À Lausanne, la situation dans le centre-ville est meilleure, avec un taux de vacance de 2,4% seulement. Mais ce taux double, à 5,1%, dans les périphéries, avec, estiment les experts de CBRE, "une vacance structurelle qui s'installe pour les immeubles de bureau les plus anciens, situés hors du centre et des quartiers desservis par les transports publics". Pour la capitale vaudoise, au vu du nombre de projets qui devraient être mis prochainement sur le marché, les experts de CBRE estiment que le taux de vacance devrait être en hausse ces prochains mois.

 

Des problèmes dans les périphéries de Genève et de Zürich 
 

À Genève, c'est une autre histoire.
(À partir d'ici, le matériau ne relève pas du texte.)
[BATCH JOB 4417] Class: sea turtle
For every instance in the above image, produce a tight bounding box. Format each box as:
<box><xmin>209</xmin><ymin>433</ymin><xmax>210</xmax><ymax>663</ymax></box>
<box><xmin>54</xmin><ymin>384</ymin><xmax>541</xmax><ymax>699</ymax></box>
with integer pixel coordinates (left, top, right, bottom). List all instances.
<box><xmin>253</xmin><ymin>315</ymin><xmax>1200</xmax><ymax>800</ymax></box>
Dans le centre, le taux de vacance se monte à 4%, mais il explose dans les périphéries à plus de 10 %, selon les chiffres publiés par CBRE. Avec une différence marquée entre les bureaux récemment mis sur le marché, durables et efficients, et les immeubles plus anciens. En outre, selon CBRE, au vu du nombre de projets en cours de construction, l'offre de bureau va rester haute, probablement plus que la demande, ce qui ne va pas améliorer la situation sur le front des vacances.
 

C'est à Zurich que la situation est la plus contrastée, avec un taux de vacance faible, de 2,3%, dans le centre de la ville, conséquences de la bonne tenue de l'économie et de la hausse du nombre d'emploi. Cependant, selon les experts de CBRE, la demande a ralenti ces derniers mois. En attendant de voir quelle sera l'impact de la fusion entre UBS et Credit Suisse. Par contre, dans les périphéries, la situation est très différente, avec un taux de vacance de presque 15% ! Ce qui incite certains observateurs à se demander s'il ne faudrait pas opter pour d'autres solutions, plus radicales, par exemple les transformer en appartement.

 

Transformer les bureaux en appartements, la solution miracle ?
 

Les experts de Raiffeisen, dans une étude publiée récemment, assurent que, compte tenu de la pénurie de logements qui sévit actuellement, les propriétaires de surfaces de bureaux pourraient en effet, en de nombreux endroits, augmenter ainsi sensiblement leurs revenus locatifs. 
 

Mais attention, selon les quartiers, les prix et le taux de vacance, la situation peut changer du tout au tout. Les experts de Raiffeisen prennent l'exemple de Zurich, où, comme on l'a vu, l'état du marché est le plus contrasté. 
 

Selon eux, la réaffectation des immeubles de bureaux dans le centre-ville n'est pas rentable. "Les bureaux y génèrent des recettes de surface plus importantes que les logements". Dans les communes de l'agglomération où l'utilisation de bureaux est importante, les changements d'affectation ne sont pas non plus attrayants. En fait, les seuls quartiers intéressants sont certains quartiers résidentiels populaires de la ville, où les loyers des logements sont parfois nettement plus élevés que ceux des bureaux. 

 

De nombreux obstacles au changement d'affectation 
 

Mais là encore, le seul examen du niveau des loyers n’est pas suffisant. En effet, explique Raiffeisen, cette simple comparaison ne tient pas compte des coûts très élevés qu'engendrerait la transformation d'un immeuble de bureaux en immeuble d'habitation, en fonction de sa configuration. Il faut également évaluer au cas par cas si un changement d'affectation serait conforme à la zone. En outre, les contrats de location souvent en cours depuis longtemps entravent les changements d'affectation. 
 

Au final, "ce n'est que lorsqu'un immeuble de bureaux arrive en fin de vie et qu'il doit de toute façon impérativement être totalement rénové ou démoli qu'une nouvelle construction de remplacement à usage d'habitation devient une option intéressante". Donc, ce n'est malheureusement pas la solution miracle.